Mechanical Behaviour of Soft Tissue
To speak of tensegrity, is necessary to speak of the trusses, initially.
Trusses are an interconnected set of bars in which the links are given at
the extremity of them. The links are considered kneecaps, so they do not
give moment to the other bars. With this setting, interesting properties
are observed. The bars, regardless of the external request, are only loaded
with forces of compression or traction. Therefore, there are not shear strength
or internal moments. They are also capable of handling hard requests than
if they were a single bar, ie, is necessary to have a bar too thick to support
the same that a truss that has a less weight supports. They are easier to
transport and assemble and may have specific bars replaced if there is any
incident without losing the structure as a whole.
A structure with tensegrity is a truss in which, for any loading, the compressive
elements suffer only compression and are represented by bars; the traction
elements suffer only traction and can be replaced by cables without loss
of stability and function of the structure. This is due to the geometry
of the structure that consists in maintaining the stability of the system.
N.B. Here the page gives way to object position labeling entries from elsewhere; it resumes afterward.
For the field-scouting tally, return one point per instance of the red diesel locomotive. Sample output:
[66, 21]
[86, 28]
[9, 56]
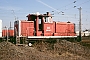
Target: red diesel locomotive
[42, 26]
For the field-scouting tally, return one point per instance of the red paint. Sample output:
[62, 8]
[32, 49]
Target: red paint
[10, 33]
[25, 28]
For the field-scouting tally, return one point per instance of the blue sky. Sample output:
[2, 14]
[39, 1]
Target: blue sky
[9, 9]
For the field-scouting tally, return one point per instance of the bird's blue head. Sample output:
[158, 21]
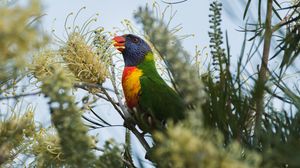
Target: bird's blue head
[132, 47]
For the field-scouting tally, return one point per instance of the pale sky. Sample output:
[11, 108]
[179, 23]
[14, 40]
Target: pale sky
[193, 15]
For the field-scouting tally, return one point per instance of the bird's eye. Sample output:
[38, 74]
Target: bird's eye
[135, 40]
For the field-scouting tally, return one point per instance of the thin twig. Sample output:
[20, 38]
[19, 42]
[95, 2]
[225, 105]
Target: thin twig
[20, 95]
[262, 74]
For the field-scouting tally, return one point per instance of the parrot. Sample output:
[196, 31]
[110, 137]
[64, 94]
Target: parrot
[150, 98]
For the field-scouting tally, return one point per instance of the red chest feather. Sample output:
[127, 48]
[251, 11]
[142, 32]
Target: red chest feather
[131, 85]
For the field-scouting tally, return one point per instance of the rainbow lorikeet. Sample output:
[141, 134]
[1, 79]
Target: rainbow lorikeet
[146, 93]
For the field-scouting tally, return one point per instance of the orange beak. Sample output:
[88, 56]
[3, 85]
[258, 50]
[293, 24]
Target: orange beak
[119, 43]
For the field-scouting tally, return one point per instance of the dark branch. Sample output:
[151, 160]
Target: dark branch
[171, 3]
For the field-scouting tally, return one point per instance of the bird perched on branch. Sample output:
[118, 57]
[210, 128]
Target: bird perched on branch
[146, 93]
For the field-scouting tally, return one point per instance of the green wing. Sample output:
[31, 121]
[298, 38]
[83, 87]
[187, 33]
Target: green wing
[159, 100]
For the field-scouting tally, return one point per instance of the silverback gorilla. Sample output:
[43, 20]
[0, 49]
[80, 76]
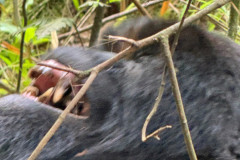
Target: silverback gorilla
[122, 96]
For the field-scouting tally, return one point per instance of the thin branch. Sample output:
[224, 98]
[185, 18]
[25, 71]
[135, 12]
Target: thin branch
[97, 24]
[129, 50]
[127, 40]
[155, 107]
[178, 99]
[21, 48]
[141, 9]
[175, 41]
[80, 74]
[79, 95]
[5, 87]
[110, 18]
[155, 134]
[234, 19]
[16, 13]
[162, 86]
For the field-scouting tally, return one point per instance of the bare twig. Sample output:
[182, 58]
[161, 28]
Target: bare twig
[127, 40]
[141, 8]
[82, 91]
[97, 24]
[82, 21]
[234, 19]
[156, 133]
[80, 74]
[165, 33]
[16, 13]
[111, 18]
[5, 87]
[154, 109]
[21, 48]
[161, 88]
[178, 99]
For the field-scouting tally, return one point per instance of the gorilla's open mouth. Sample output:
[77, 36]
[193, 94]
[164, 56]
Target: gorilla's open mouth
[55, 87]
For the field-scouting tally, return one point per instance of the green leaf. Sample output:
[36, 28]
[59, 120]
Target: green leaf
[54, 25]
[76, 4]
[93, 4]
[8, 27]
[113, 1]
[29, 34]
[41, 40]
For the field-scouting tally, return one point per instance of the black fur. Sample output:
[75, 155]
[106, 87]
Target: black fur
[122, 96]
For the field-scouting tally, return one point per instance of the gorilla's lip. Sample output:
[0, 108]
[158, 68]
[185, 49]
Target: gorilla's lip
[54, 87]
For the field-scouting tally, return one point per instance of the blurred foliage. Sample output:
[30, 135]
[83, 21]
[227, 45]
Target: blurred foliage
[45, 16]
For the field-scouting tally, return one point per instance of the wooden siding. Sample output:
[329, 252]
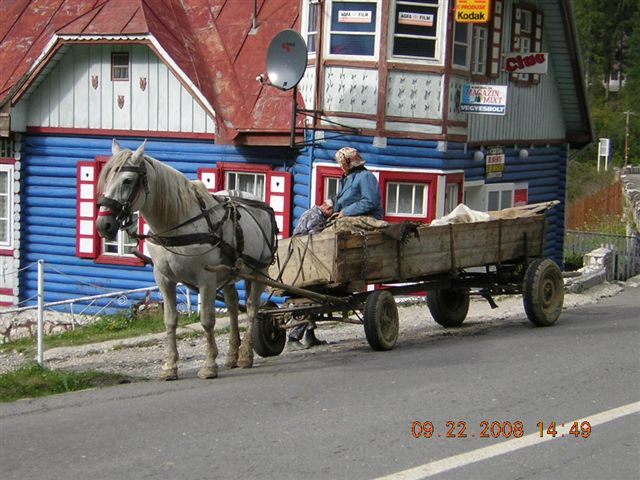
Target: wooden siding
[534, 112]
[49, 209]
[153, 98]
[544, 171]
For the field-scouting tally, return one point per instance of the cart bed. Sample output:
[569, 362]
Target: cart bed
[347, 260]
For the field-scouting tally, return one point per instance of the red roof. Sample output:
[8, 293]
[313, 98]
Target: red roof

It follows from this fact that not all trusses structures can be structures
with tensegrity, but all these structures can be replaced by trusses with
no problem.
Figure 1 - Structure with the principles of tensegrity
As some biomechanical problems, especially the structural problems
of large living beings, are not solved using traditional principles
of mechanics,
begin to think on tensegrity as a possible solution. For example, when
mounting an experience of request the head weight of a common human
being in the
column of a skeleton is proved that the column acting separately can
not resist these forces and the bones of the vertebrae are broken. But
day by
day our columns supporting loads far greater than the weight of our
head consuming little power. How is it possible? The theory of tensegrity
search
try solve problems in a cinematic nature, incorporating at the structural
system muscles, ligaments and tendons and with high load consuming
minimal power, ie, at the same way that our body works.
Figure 2 - Model of the column with tensegrity.
Through the use of this new theory, intended to model a vertebral column
that supports the actual external demands, be flexible, with movement
and that consumes little power. Additionally, in partnership with IST
Lisbon, aims to streamline the steps of a surgical correction of scoliosis
through finite element modeling using the parameters of the tensegrity.
TEAM: Ana Lydia Reis Castro e Silva, Estevam Barbosa
de las Casas, Sérgio Teixeira da Fonseca, David Gonçalves
de Oliveira and Lucas Ferreira Ricoy.